80) “In Chambers’ Journal, February 1895, a sailor near Mauritius in the Indian Ocean reported having seen a vessel which turned out to be an incredible 200 miles away! The incident caused much heated debate in nautical circles at the time, gaining further confirmation in Aden, Yemen where another witness reported seeing a missing Bombay steamer from 200 miles away. He correctly stated the precise appearance, location and direction of the steamer all later corroborated and confirmed correct by those onboard. Such sightings are absolutely inexplicable if the Earth were actually a ball 25,000 miles around, as ships 200 miles distant would have to fall approximately 5 miles below line of sight!”
The first one relies solely on an eye-witness report of a guy who claims to have seen a certain ship from a long distance. Well... that has never turned out to be wrong in the history of human kind.

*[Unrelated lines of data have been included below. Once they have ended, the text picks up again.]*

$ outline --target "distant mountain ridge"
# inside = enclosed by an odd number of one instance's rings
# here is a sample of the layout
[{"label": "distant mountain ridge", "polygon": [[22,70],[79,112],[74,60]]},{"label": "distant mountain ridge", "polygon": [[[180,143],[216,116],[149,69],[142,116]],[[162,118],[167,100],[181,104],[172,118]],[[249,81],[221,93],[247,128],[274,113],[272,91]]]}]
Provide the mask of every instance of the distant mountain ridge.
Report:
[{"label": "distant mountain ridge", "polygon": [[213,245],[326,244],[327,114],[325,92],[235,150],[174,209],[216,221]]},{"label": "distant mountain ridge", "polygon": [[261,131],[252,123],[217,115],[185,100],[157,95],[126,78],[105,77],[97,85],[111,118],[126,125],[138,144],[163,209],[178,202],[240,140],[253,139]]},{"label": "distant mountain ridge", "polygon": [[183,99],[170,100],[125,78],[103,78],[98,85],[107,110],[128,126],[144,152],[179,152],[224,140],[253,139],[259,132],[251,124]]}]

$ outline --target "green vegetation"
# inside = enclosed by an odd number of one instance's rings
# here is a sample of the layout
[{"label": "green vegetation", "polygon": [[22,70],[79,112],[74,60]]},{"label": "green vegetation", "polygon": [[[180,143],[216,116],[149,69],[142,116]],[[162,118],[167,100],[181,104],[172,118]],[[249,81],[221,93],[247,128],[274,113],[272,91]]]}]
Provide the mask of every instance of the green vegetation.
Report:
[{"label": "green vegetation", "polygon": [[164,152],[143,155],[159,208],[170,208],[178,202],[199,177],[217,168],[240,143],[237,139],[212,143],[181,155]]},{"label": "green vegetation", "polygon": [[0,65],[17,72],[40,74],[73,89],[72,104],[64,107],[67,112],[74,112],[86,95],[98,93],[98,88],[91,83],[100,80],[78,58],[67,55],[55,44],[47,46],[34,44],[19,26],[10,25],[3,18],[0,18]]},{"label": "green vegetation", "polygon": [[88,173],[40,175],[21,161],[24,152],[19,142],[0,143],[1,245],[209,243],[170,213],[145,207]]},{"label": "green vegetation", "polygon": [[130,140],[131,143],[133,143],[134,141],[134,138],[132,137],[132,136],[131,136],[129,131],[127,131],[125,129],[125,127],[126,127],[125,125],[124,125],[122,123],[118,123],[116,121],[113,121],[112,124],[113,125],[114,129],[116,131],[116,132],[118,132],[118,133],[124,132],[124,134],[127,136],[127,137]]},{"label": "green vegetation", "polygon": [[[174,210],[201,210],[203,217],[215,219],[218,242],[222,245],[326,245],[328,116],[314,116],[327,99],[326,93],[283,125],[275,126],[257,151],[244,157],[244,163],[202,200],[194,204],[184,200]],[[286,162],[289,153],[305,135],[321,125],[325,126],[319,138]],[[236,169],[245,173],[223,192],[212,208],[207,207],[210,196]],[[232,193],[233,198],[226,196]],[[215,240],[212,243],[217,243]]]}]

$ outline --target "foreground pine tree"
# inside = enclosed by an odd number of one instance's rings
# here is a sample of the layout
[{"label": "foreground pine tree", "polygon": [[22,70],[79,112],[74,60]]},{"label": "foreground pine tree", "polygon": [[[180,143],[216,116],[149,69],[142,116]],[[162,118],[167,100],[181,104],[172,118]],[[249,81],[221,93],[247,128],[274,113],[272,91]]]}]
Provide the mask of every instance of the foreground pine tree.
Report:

Eye-witness testimony without any further evidence is scientifically worthless.
The second is almost the same thing, only that the person allegedly stated correct position, appearance and movement of the ship.
Well.. can a bare human eye resolve a ship's appearance from 200 miles away? And can you prove that the guy had absolutely no chance of knowing where the ship was from other sources? Can you prove that he wasn't just one out of thousand people who were guessing and he happened to be the one who got it kind of right? Have you heard of any guy in Yemen being able to repeat this incredible feat from that distance?
The answers are: No, no, no and... no.
Mirages can be seen by sailors, too.
Mirages can be seen by anything that can see. Don't be surprised if sailors see it.